Two years ago, Mark Post of Maastricht University in the Netherlands set out to create a hamburger synthetically grown in a lab. That meant no actual cows, no bloody slaughterhouses, and just a fraction of the carbon emissions associated with cattle raising.

Today in London, the fruits of Post's laborious quest were finally put to the test, as the $330,000 petri-dish patty was tasted by food writer Josh Schonwald and Austrian food researcher Hanni Rutzler in front of a room full of reporters. The final verdict?

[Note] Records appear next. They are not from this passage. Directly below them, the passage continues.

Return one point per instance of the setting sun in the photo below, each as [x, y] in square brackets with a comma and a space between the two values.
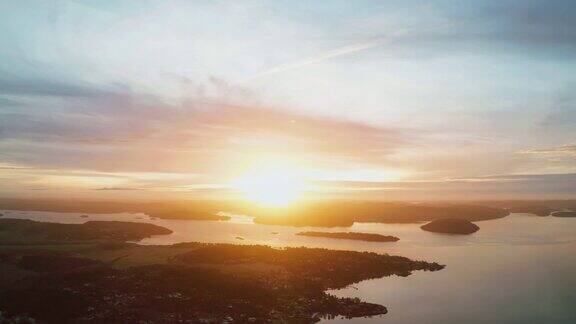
[271, 184]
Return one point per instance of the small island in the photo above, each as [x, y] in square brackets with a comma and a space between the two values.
[368, 237]
[23, 231]
[451, 226]
[564, 214]
[109, 280]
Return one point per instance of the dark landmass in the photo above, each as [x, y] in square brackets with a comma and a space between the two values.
[193, 210]
[119, 282]
[369, 237]
[564, 214]
[536, 207]
[326, 213]
[24, 231]
[451, 226]
[345, 213]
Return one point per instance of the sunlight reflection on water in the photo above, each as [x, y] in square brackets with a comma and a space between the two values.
[518, 269]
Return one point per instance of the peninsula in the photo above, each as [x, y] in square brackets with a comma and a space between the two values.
[369, 237]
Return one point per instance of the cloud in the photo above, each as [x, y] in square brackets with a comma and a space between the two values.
[17, 86]
[565, 150]
[120, 131]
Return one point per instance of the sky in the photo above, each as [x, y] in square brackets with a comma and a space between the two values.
[377, 99]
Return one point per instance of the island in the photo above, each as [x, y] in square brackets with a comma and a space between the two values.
[369, 237]
[564, 214]
[451, 226]
[341, 213]
[323, 213]
[97, 278]
[22, 231]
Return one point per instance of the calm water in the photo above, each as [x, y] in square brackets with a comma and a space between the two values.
[519, 269]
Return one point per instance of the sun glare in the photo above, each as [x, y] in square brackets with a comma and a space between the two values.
[271, 185]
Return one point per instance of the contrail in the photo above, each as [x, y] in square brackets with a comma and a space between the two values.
[354, 48]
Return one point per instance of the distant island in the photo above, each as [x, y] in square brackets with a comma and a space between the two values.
[564, 214]
[22, 231]
[369, 237]
[451, 226]
[109, 281]
[346, 213]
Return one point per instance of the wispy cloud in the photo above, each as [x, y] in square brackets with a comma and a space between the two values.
[334, 53]
[564, 150]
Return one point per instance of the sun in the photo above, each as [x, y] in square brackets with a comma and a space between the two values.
[271, 185]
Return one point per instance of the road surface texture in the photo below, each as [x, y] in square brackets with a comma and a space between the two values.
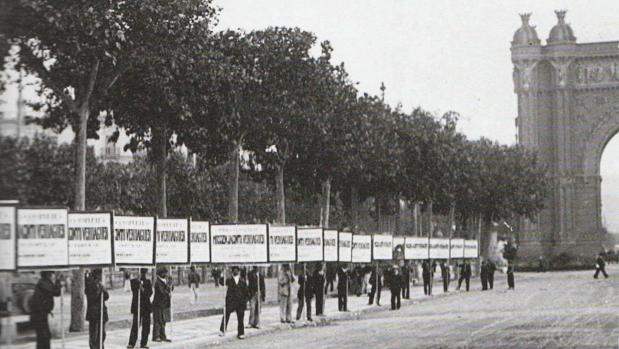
[546, 310]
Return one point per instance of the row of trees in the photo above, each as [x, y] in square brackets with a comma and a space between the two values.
[258, 102]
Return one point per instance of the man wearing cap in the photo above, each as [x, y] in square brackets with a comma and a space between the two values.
[144, 286]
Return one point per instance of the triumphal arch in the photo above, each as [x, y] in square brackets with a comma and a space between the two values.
[568, 110]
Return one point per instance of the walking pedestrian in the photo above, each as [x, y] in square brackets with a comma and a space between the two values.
[396, 283]
[445, 275]
[257, 295]
[377, 286]
[342, 289]
[305, 294]
[600, 266]
[161, 305]
[318, 280]
[237, 294]
[95, 309]
[144, 286]
[42, 304]
[284, 293]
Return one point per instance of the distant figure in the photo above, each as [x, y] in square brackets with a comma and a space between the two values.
[465, 274]
[395, 285]
[342, 289]
[445, 275]
[41, 305]
[194, 283]
[377, 286]
[94, 291]
[162, 303]
[284, 293]
[491, 270]
[600, 266]
[510, 277]
[145, 287]
[257, 295]
[237, 294]
[318, 279]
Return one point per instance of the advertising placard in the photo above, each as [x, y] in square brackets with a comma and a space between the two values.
[309, 245]
[239, 243]
[330, 243]
[172, 241]
[361, 248]
[90, 239]
[282, 244]
[200, 243]
[344, 247]
[134, 240]
[42, 238]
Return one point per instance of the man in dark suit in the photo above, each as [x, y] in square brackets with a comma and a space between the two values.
[377, 286]
[95, 292]
[143, 287]
[257, 293]
[161, 305]
[237, 294]
[42, 304]
[342, 289]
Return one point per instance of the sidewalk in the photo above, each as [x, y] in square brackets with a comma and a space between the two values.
[199, 332]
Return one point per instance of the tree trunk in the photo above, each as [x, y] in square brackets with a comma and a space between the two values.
[280, 196]
[161, 155]
[79, 204]
[326, 202]
[233, 190]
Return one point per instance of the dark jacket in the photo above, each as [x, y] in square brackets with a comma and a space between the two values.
[145, 294]
[163, 293]
[255, 279]
[237, 295]
[93, 290]
[42, 302]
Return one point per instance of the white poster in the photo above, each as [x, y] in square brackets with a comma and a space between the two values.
[90, 238]
[200, 250]
[382, 247]
[42, 238]
[134, 240]
[416, 248]
[282, 244]
[439, 248]
[7, 238]
[172, 241]
[345, 247]
[309, 245]
[330, 243]
[362, 248]
[470, 249]
[456, 248]
[239, 243]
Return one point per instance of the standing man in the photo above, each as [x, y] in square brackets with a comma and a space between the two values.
[194, 283]
[491, 270]
[256, 296]
[427, 275]
[94, 290]
[318, 280]
[395, 285]
[161, 305]
[284, 293]
[42, 304]
[342, 289]
[305, 294]
[445, 275]
[143, 285]
[237, 294]
[377, 286]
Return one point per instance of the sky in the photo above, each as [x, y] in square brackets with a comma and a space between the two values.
[438, 54]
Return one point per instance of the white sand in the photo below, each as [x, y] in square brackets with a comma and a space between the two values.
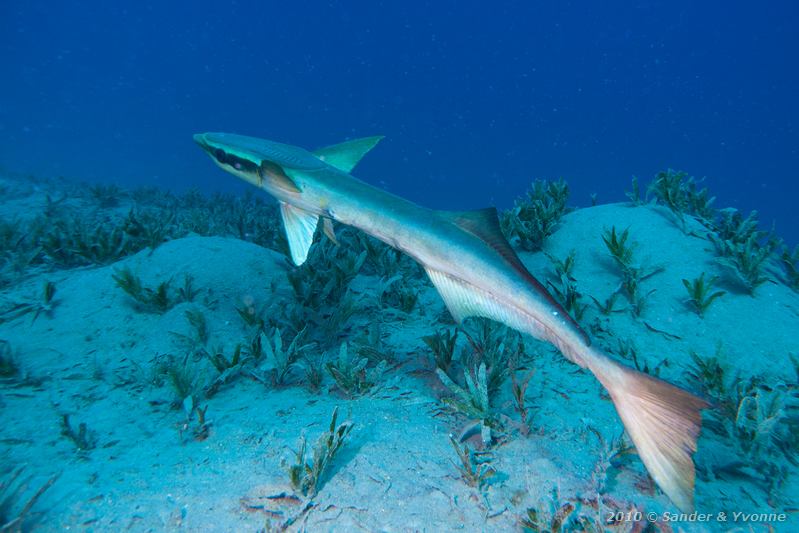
[395, 472]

"There is quite some intense flavor," said Rutzler. "The look was quite similar to meat. It has quite a bite." Rutlzer continued:

The surface of the meat was crunchy—surprisingly. The taste itself was as juicy as meat can be, but different. It tastes like meat, not a meat-substitute like soya or whatever. [NBC News]

Schonwald was somewhat less effusive. "There is a leanness to it," he said. "The absence of fat is what makes it taste different… I would say it is somewhere on the spectrum between a Boca Burger [soy burger brand] and McDonald's."

Monday's tasting mixed the lab-grown meat with salt, egg, bread crumbs, as well as red beet juice and saffron to give the patty a more natural, reddish coloring. It was then fried in a pan and lightly seasoned with salt and pepper.

Assembling the faux meat-patty was no easy task. Once the stem cells were extracted from a living cow via biopsy, thin slivers were meticulously arranged—layer by layer—to form the genesis of actual cow muscle tissue. Post says it takes about 20,000 tiny slivers just to create one 5-ounce hamburger.

While lab-grown meat is still a long way from commercial viability, Post says that eventually, one stem-cell sample could be used to create up to 20,000 tons of beef. And remember, cattle raising takes a tremendous ecological toll on the environment, and is largely considered to be unsustainable.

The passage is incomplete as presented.